James has taken on arguably the most challenging of dance genres, Argentine tango. And now, four months before his 100th birthday has today landed at Ezize Airport, Buenos Aires with the intention of competing in the qualifying rounds of the ‘Mundial’ – the prestigious World Tango Championship 2019. He will be the oldest contestant. His partner will be the renowned Lucia Seva.
James is not a stranger to dance, for it has been part of his life for 80 years, his first dance experience being in the ballroom above Paisley’s 'Burtons' shop to the west of Glasgow, Scotland. However, at a theatre show in 2002 he was first introduced to Argentine tango. “I always loved tango music but this show really got me hooked.”
In preparation for his trip to Buenos Aires he has been dismantling a lifetime of ballroom dance and jive, to assimilate the special intuition of Argentine tango from his teacher Hernán Catvin, for whom each week James brings a bottle of his favourite ginger beer.
Born in Paisley, Scotland, James’ father was a Fermanagh man from Enniskillen and his mother from Sligo, and his childhood holidays were naturally in Ireland.
James joined the Territorial Army as a teenager, was mobilized in August 1939, and by 1 September 1939 was guarding fuel storage on the Clyde. During the war he was posted to France where he saw action as part of the Northumberland Fusiliers after the disbanding of the Argyle and Sutherland Highlanders.
The war over, James travelled the world as a marine telegrapher and radio operator, and following retirement in 1994 moved to Waterford, Ireland with his partner Patricia Lusby; and later to his childhood haunt of Wexford where Patricia died in 1998.
Described as kind, gentle and ‘an inspiration to his community’, James’ tango journey has kept him young. In conversation with Ronan Morrissey (Waterford News & Star) he said, “You get to meet people, it’s very social. It’s important now that I’m older because otherwise you’d sink into a seat and it’s a spiral to oblivion”. “I love the music. It gives you a buzz and when you’re moving right in time with it… it’s hard to describe it. It’s a feeling of happiness.”

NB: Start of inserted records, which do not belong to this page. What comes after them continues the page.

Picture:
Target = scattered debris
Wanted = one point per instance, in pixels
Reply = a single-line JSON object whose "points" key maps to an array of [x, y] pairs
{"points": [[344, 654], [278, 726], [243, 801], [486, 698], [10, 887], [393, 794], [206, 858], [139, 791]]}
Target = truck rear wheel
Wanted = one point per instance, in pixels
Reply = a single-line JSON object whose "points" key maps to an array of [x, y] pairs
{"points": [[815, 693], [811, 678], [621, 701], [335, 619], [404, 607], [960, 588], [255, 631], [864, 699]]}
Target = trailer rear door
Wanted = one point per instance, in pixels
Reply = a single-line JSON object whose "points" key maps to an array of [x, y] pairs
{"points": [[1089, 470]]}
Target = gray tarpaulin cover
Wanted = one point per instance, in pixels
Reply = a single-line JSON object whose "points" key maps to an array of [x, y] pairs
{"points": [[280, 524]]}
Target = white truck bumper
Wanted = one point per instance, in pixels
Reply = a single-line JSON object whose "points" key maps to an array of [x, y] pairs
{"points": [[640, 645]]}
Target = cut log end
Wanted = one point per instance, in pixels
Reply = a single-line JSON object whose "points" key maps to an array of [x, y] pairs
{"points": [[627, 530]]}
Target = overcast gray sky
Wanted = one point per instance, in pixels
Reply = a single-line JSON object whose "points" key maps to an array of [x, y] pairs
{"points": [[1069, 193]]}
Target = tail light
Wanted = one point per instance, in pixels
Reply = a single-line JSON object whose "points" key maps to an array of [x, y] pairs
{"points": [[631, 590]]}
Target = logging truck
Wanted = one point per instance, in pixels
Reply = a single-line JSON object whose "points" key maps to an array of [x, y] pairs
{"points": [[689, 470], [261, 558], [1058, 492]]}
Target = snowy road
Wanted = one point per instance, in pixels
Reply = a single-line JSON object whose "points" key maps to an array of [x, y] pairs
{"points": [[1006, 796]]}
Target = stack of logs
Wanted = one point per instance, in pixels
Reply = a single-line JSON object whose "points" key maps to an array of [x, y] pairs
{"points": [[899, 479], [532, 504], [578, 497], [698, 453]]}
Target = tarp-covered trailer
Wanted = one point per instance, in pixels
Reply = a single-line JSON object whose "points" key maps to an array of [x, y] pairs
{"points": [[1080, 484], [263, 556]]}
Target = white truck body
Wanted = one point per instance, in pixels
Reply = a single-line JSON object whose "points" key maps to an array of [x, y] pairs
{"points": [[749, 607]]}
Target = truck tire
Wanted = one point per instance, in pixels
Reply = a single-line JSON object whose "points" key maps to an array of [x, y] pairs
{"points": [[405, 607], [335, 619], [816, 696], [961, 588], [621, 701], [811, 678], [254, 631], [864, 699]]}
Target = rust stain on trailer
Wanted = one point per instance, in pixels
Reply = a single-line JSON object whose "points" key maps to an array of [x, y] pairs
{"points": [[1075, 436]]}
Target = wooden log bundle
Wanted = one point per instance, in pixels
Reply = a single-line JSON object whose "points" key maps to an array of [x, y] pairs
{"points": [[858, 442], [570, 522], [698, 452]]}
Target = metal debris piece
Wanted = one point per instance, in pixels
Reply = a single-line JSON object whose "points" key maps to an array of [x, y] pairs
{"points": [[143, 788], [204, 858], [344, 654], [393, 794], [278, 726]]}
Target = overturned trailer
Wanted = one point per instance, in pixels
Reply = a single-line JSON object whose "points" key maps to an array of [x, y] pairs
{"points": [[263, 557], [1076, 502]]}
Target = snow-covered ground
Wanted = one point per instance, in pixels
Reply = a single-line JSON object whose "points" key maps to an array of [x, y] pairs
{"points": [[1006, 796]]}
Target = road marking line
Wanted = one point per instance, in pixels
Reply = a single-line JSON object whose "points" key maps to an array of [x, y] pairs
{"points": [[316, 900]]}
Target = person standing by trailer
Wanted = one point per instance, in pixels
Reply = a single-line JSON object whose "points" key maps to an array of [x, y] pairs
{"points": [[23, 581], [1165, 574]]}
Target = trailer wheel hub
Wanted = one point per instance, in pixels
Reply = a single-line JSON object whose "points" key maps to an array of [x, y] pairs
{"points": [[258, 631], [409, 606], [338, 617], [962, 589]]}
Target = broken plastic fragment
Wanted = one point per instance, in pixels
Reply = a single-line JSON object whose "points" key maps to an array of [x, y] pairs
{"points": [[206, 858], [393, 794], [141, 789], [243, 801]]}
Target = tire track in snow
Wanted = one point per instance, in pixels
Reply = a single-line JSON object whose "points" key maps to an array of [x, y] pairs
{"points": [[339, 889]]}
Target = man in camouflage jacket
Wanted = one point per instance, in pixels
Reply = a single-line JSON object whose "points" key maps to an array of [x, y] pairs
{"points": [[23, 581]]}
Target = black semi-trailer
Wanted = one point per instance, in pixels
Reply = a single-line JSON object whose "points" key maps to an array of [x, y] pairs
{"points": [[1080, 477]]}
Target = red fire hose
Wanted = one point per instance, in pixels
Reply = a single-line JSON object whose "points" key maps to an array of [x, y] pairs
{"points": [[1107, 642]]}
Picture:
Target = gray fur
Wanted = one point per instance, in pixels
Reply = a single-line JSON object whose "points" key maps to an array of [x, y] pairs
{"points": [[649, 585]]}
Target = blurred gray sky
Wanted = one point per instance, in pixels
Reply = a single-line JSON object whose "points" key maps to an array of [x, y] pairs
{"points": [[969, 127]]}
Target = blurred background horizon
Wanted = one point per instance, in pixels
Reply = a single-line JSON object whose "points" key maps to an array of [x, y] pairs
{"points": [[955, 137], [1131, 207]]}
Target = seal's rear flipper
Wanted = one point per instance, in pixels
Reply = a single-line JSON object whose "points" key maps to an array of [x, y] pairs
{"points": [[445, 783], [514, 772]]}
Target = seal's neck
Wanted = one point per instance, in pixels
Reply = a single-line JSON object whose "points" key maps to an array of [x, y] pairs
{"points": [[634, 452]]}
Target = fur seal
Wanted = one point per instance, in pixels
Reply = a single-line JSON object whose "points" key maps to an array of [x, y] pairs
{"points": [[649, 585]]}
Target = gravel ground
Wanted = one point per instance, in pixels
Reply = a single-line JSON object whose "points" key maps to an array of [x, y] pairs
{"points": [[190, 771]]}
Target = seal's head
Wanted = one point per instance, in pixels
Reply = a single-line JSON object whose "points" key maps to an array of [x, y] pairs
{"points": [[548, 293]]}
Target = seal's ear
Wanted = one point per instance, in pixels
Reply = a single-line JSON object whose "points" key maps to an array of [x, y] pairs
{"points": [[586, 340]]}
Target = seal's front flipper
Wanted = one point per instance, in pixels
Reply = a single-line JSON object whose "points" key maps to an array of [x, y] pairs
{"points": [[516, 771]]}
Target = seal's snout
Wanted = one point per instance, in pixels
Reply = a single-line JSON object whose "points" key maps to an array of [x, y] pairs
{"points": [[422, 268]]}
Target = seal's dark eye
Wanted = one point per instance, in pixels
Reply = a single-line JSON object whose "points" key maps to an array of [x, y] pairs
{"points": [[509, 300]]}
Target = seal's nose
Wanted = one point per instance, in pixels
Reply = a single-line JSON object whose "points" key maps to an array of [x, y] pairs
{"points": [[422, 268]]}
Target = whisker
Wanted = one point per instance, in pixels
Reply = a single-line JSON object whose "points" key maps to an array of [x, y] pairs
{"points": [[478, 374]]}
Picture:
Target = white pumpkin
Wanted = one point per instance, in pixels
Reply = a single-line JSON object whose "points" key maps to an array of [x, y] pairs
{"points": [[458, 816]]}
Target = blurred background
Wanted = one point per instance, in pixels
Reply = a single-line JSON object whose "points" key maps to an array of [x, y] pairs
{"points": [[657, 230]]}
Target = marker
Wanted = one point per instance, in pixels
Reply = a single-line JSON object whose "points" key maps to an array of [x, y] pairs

James is now in Buenos Aires in the hands of one of the best of the world’s top tango teachers, Lucia Seva, described by Buenos Aires’ elite milongero the late Pocho, with the words, “La flaca Lucia, oh how she dances, incredible"; and by the late Alito, “Yes, she lives and feels the moment”.
So who would bet against James becoming part of Buenos Aires’ history of tango?